Depuis 2010 et « M2 », son premier spectacle, la Compagnie Ea Eo nous scotche avec des créations qui mettent le jonglage au cœur du propos. Raconter des histoires, rien qu’en manipulant des balles ou des quilles? « L’idée n’est pas de coller un récit sur la jonglerie », indique Neta Oren, dans les coulisses du tout nouveau spectacle. « Nous partons de la manipulation d’objets, nous repoussons les limites, pour voir ce que cela raconte. » Pour BIOGRAPHIES, dévoilé à UP - Circus & Performing Arts quelques jours après sa création au Festival Spring, en Normandie, ouvrez grand les yeux et les oreilles : Neta Oren croise ses balles avec les mots du rappeur et comédien Pierre Laloge. « Le flow du rap et les gestes du jongleur ont un point commun : la rythmique », dévoile Neta Oren, pour un spectacle qui s’annonce aussi hypnotique que comique.

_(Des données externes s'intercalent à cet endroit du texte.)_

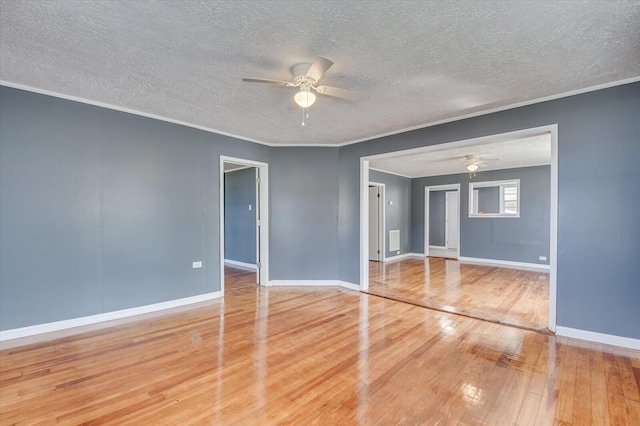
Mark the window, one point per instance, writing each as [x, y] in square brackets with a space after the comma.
[495, 199]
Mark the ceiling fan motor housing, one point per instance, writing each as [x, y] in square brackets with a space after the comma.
[299, 72]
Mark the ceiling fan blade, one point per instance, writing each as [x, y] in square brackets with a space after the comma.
[318, 68]
[336, 92]
[274, 82]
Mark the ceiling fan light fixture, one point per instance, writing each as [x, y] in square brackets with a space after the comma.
[304, 98]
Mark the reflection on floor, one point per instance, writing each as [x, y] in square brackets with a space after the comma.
[443, 252]
[506, 296]
[317, 355]
[238, 280]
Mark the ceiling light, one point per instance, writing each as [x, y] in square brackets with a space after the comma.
[304, 98]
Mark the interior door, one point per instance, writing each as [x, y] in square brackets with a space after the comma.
[374, 223]
[451, 233]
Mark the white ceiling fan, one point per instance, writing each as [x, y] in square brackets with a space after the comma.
[306, 77]
[473, 162]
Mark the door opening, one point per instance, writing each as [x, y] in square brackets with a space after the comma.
[442, 221]
[243, 222]
[376, 222]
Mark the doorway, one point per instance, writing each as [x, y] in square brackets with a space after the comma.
[376, 222]
[244, 235]
[545, 275]
[442, 221]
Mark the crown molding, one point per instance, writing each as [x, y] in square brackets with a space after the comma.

Par un beau jour bien inspiré de 2009, quatre compères ont créé la Compagnie Ea Eo. Les belges Bram Dobbelaere, Jordaan De Cuyper, Sander De Cuyper et le français Eric Longequel, rejoints en 2014 par Neta Oren, ont l’art de la définition qui fait mouche : « Le jonglage et les blagues pourries sont les 2 langages qui sont au cœur du travail de la compagnie », expliquent-ils en guise de bio. « Nous jouons à parler de tout et n’importe quoi avec ce vocabulaire particulier ». Ne vous arrêtez pas à cette coolitude : les artistes d’Ea Eo sont des bêtes de travail. La puissance de leurs créations en témoigne. Les adeptes du UP Festival se souviendront ainsi de « M2 », où l’espace de représentation se rétrécissait peu à peu au fil du spectacle, pour ne plus mesurer qu’un m2 [d’où le titre] pour un final où les quatre jongleurs, tout collés, semblaient avoir 18 bras. Avec ALL THU FUN, en 2016, la Compagnie trouvait définitivement sa patte : petite piste autour duquel le public s’installe en grande proximité, défis jonglés, virtuosité, art de l’instant présent, ironie et complicité permanente.
BIOGRAPHIES, la nouvelle création de l’équipe, approfondit encore cette veine féconde. Tout repose sur une intuition de Neta Oren : que donnerait la rencontre entre la jonglerie et les mots ? Après plusieurs années de maturation, portée par Eric Longequel à la coécriture et à la mise en scène, Neta croise les disciplines en compagnie de Pierre Laloge, dont le flow rappé vient dialoguer avec les balles jonglées. Rencontre en coulisses avec Neta, pour [presque] tout savoir de ce duo hors normes!
BIOGRAPHIES est basé sur une rencontre inédite entre rap &t jonglerie. Mais ce dialogue est plus complexe qu’il y paraît : Pierre Laloge dévoile notamment tes pensées intérieures. Comment décrirais-tu toi-même le spectacle?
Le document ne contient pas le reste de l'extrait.